Munro was uncomfortable but he didn’t know exactly why. At least, he had a creature of his own kind to talk to. The treasure was immaterial. What would he do with it anyway? But something just didn’t seem right.
Somehow the dove was not surprised when he was visited again by the Thunderbird and the green light during the night.
“Why are you feeding his greed?” The giant creature asked, his huge wings flapping in Munro’s face.

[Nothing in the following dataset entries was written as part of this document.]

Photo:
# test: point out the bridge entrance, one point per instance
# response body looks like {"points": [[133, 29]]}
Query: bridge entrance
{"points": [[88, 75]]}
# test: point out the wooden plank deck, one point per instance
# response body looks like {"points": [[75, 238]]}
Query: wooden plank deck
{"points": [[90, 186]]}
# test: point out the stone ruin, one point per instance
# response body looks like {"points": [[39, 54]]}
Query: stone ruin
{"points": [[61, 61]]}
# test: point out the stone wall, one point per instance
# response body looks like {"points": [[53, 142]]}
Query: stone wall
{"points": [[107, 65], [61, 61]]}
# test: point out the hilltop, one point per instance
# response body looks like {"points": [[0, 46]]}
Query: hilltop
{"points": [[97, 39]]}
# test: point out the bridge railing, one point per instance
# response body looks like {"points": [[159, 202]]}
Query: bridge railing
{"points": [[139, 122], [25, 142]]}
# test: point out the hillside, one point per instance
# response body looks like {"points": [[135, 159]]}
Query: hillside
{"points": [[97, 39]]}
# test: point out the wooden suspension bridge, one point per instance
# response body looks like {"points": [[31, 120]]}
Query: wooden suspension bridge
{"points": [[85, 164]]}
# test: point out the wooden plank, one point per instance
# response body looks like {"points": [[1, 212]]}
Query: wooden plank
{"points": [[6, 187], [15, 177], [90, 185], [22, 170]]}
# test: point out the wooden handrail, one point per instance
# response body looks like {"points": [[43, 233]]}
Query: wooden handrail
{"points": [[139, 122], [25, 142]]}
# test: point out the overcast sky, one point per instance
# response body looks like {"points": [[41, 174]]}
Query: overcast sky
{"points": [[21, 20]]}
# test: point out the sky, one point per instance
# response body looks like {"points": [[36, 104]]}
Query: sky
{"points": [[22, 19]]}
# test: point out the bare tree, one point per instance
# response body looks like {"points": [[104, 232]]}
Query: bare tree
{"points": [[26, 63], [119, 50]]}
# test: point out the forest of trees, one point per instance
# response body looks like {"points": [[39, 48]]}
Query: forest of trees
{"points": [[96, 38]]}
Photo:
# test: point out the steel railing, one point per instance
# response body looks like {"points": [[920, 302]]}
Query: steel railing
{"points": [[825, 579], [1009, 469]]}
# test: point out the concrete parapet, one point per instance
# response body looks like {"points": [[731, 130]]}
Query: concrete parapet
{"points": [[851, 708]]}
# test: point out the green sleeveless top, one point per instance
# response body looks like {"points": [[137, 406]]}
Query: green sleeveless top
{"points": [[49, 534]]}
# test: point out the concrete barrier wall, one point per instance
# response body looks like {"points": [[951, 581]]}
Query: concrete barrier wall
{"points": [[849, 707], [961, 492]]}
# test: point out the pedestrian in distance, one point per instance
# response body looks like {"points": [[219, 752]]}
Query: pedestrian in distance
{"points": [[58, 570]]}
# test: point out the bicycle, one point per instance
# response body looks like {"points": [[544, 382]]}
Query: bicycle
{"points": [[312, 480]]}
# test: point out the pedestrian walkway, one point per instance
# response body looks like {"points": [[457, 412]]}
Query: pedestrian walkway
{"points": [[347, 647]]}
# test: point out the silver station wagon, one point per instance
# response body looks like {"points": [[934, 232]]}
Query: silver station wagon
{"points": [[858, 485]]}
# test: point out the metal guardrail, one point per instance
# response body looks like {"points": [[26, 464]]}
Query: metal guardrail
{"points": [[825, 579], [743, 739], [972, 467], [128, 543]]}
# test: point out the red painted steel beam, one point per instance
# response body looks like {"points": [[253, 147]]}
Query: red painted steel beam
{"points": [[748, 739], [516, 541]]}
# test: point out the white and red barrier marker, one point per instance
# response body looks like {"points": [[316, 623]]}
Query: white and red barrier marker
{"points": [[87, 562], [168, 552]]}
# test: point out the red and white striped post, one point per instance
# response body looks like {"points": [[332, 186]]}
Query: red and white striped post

“I need a friend,” and Munro’s coo edged on a whine.
“I’m sorry to inform you, but he is not your friend. He is using you. Listen to me. Leave the forest...now!”
And the Thunderbird stretched his wings that were each as long as a canoe paddle, shot some lightening bolts out of his fiery eyes, and rose with the sound of a crackling blaze into the night sky.
Munro trembled with fear. He had no idea which direction to go to get out of the forest and he feared the anger of Midas. He wished he had asked for the Thunderbird’s help.
The night visitor was so other-worldly and abrupt that his little brain was addled.
Poor little bird. He had some difficult choices to make.